「海の砂漠化」とも呼ばれる藻場の減少。その一因とされる魚「アイゴ」について、広島県の福山大学が胃の内容物を調査したところ、今後期待される対策が見えてきました。
藻を食べる「アイゴ」。近年、瀬戸内海でも増加しているとみられ、藻場を食い荒らす存在として漁業者を悩ませています。

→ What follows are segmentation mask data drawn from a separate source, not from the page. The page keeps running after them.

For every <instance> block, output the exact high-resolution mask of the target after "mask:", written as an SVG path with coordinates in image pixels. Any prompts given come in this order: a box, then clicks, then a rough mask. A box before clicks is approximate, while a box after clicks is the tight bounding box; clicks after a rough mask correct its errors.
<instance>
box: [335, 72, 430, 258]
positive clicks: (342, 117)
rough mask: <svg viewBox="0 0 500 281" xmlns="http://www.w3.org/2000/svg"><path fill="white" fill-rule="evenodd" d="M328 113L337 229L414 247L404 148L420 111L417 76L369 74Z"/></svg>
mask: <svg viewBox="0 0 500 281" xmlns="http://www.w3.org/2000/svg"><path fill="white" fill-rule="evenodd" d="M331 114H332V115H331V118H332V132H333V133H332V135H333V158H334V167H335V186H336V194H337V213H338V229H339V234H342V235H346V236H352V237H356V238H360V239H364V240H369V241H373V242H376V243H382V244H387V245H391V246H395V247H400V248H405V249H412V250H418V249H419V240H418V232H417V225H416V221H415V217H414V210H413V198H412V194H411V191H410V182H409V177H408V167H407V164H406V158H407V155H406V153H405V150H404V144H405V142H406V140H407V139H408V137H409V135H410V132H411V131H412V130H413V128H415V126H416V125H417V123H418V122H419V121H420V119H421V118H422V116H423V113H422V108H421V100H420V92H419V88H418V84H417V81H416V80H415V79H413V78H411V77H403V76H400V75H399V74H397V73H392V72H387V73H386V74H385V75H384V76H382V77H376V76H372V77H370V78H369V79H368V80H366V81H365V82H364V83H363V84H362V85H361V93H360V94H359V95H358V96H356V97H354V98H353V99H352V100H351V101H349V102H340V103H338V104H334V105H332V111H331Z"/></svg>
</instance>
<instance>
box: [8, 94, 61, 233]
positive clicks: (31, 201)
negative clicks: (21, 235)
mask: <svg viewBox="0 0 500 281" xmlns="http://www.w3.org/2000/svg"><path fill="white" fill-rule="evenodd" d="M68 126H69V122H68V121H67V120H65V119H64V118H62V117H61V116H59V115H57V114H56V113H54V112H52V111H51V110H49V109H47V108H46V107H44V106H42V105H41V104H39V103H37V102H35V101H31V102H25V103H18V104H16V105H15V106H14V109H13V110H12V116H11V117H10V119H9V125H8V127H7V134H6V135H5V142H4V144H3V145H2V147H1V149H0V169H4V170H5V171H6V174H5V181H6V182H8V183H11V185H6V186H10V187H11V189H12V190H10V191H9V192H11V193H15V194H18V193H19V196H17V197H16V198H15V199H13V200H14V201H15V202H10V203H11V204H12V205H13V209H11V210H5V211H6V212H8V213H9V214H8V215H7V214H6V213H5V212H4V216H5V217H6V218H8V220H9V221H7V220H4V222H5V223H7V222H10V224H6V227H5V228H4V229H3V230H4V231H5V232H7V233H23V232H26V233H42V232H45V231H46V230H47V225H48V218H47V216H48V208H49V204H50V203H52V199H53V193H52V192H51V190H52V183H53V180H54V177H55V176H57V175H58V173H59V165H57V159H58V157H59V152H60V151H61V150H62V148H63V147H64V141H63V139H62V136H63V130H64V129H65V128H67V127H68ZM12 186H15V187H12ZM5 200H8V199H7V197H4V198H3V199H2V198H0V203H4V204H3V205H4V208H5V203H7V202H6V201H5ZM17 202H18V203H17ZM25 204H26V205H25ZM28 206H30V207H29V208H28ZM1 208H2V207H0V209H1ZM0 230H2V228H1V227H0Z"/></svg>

アイゴは本当に藻を食べているのか。その実態を調べるため、福山大学は2025年5月から9月に福山市内で穫れたアイゴを71匹を解剖。顕微鏡を使って、胃の中を調べたところ、やはり海藻を食べていることが確認できました。
福山大学 金子健司 教授
「(6、7月は)赤で示した、大型海藻つまり、これはおそらくはホンダワラの仲間の類いが多い。そのような海藻を多く食べていた」
アイゴの体長 時期による違いにも注目

さらに、時期による体長の違いにも注目しました。5月から8月の個体は約20センチから30センチと大型ですが、9月は5センチから13センチと小さくなります。大型のアイゴが産卵し、その幼魚が9月ごろから姿を現すと金子教授は分析しています。
福山大学 金子健司 教授
「藻場の減少を少しでも、抑制するには5月ぐらいに出現し始めたアイゴを積極的に漁獲などで駆除することが考えられる」
金子教授は藻場の減少について水温の上昇や栄養塩不足など他の要因もあるとしています。
福山市は2026年度、この結果も踏まえてアイゴの駆除対策に取り組むことにしています。